According to the SEC’s order:

Deloitte Consulting acquired a proprietary brainstorming business methodology from Boynton in 2006 and collaborated with Boynton to implement it and serve both internal and external firm clients through 2011.

As a member of the three funds’ boards and audit committees, Boynton was required to complete annual trustee and officer (T&O) questionnaires designed in part to identify conflicts of interest.  Boynton did not identify his business relationship with Deloitte Consulting in response to a question calling for identification of his “principal occupation(s) and other positions.”  Relying on his understanding that Deloitte Consulting was a separate legal entity from Deloitte, Boynton also did not identify the business relationship in his responses to a question added to the questionnaire in 2009 inquiring whether he had any “direct or material indirect business relationship” with Deloitte.

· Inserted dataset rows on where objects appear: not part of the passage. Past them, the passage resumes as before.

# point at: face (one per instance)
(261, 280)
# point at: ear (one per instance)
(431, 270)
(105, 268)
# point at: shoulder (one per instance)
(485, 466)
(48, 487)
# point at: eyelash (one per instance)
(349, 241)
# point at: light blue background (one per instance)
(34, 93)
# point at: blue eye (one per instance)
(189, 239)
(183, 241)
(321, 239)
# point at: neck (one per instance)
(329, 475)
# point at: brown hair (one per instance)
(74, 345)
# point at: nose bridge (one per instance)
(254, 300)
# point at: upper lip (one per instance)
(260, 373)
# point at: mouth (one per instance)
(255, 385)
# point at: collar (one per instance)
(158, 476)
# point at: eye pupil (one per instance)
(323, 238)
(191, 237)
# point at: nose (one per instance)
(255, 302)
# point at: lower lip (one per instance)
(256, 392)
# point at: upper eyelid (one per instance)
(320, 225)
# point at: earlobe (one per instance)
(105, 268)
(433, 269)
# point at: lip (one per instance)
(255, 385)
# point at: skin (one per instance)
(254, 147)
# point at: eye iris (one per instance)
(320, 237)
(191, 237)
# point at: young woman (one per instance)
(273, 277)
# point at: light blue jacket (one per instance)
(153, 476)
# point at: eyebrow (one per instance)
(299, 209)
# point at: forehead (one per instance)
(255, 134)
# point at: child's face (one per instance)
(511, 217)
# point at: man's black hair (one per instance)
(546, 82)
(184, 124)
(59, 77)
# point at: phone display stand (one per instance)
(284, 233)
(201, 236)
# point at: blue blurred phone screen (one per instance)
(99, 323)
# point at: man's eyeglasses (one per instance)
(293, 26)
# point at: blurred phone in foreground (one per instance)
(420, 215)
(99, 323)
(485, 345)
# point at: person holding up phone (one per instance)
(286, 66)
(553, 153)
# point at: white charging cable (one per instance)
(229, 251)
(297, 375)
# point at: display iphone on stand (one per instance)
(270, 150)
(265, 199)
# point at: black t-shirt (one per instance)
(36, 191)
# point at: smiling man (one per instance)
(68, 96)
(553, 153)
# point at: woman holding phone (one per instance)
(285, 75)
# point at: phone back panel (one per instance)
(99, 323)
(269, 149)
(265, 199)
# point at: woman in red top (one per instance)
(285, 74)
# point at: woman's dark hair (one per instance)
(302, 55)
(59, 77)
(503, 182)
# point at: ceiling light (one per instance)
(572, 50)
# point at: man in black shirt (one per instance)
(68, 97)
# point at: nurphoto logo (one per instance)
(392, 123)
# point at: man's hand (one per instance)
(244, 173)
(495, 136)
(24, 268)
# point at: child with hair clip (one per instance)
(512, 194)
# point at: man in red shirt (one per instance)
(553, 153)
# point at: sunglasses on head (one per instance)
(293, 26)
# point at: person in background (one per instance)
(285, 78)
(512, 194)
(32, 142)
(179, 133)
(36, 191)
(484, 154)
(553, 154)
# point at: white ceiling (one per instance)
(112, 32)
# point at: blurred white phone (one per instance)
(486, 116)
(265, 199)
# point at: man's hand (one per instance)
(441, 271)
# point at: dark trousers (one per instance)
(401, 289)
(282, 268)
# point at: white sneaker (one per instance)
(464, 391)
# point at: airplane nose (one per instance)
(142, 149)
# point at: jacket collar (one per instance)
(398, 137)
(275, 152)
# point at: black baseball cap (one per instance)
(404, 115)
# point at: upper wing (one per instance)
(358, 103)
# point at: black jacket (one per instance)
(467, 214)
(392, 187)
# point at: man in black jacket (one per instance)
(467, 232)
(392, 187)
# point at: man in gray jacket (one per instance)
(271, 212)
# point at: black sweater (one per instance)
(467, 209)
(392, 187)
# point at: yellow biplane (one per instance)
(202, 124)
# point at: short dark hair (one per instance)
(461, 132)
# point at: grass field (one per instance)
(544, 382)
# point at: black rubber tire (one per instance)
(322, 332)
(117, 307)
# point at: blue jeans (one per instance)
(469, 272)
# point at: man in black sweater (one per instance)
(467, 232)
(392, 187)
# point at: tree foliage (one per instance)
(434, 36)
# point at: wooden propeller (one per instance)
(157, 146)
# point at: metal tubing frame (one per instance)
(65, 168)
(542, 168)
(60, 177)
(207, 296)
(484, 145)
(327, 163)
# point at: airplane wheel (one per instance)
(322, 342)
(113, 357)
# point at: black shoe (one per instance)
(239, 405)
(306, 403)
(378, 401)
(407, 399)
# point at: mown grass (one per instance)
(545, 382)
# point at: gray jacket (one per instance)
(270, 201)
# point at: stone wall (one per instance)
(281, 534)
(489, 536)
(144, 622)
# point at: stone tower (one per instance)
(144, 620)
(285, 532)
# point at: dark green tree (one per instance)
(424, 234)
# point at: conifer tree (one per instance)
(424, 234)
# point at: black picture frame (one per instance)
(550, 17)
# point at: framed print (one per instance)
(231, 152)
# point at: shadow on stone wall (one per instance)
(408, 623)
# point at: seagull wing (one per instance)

ALPS contractually agreed to assist the funds in discharging their responsibilities yet failed to adopt sufficient written policies and procedures as required to prevent auditor independence violations. The funds’ audit committee charter addressed auditor independence generally, but the T&O questionnaires did not expressly cover business relationships with the auditor’s affiliates.  The funds also did not have sufficient written policies and procedures to prevent other types of auditor independence violations, nor did they provide sufficient training to assist board members in the discharge of their responsibilities related to auditor independence.

The SEC’s order censures Deloitte for violating the auditor independence standards of Rule 2-02(b) of Regulation S-X, and sanctioned Deloitte for causing the funds to violate Sections 20(a) and 30(a) of the Investment Company Act and Rule 20a-1 thereunder.  The order finds that Boynton was a cause of the same reporting violations and ALPS caused the funds’ related compliance violations under Rule 38a-1 of the Investment Company Act.  Each party agreed to cease and desist from future violations without admitting or denying the findings.  Deloitte agreed to pay disgorgement of audit fees in the amount of $497,438 plus prejudgment interest of $116,478 and a penalty of $500,000.  Boynton agreed to pay disgorgement of $30,000 plus prejudgment interest of $5,329 and a penalty of $25,000.  ALPS agreed to pay a $45,000 penalty.

The SEC’s investigation was conducted by James J. Bresnicky and Brian M. Privor, and supervised by J. Lee Buck II.